Convergent data‑driven workflows for open radiation calculations: an exportable methodology to any field

Abstract

The fast growth worldwide of linkable scientific datasets supposes significant challenges in their management and reuse. Large experiments, such as the Latin American Giant Observatory, generate volumes of data that can benefit other kinds of studies. In this sense, there is a modular ecosystem of external radiation tools that should harvest and supply datasets without being part of the main pipeline. Workflows for personal dose estimation, muongraphy in volcanology or mining, or aircraft dose calculations are built with different privacy policies and exploitation licenses.
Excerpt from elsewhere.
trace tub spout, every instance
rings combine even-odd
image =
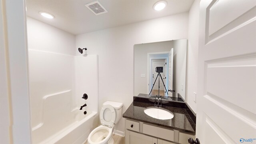
[[[80,108],[80,110],[82,110],[82,109],[83,108],[83,107],[86,106],[87,105],[86,104],[84,104],[82,106],[81,106],[81,108]]]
Every numerical method has its own requirements and only parts could make use of the Collaboration’s resources, which implies the convergence with other computing infrastructures. Our work focuses on developing an agnostic methodology to address these challenges while promoting open science. Leveraging the encapsulation of software in nested containers, where the inner layers accomplish specific standardization slices and calculations, the wrapper compiles metadata and data generated and publishes them. All this allows researchers to build a data-driven computer continuum that complies with the findable, accessible, interoperable, and reusable principles. The approach has been successfully tested in the computer-demanding field of radiation-matter interaction with humans, showing the orchestration with the regular pipeline for diverse applications. Moreover, it has been integrated into public or federated cloud environments as well as into local clusters and personal computers to ensure the portability and scalability of the simulations. We postulate that this successful use case can be customized to any other field.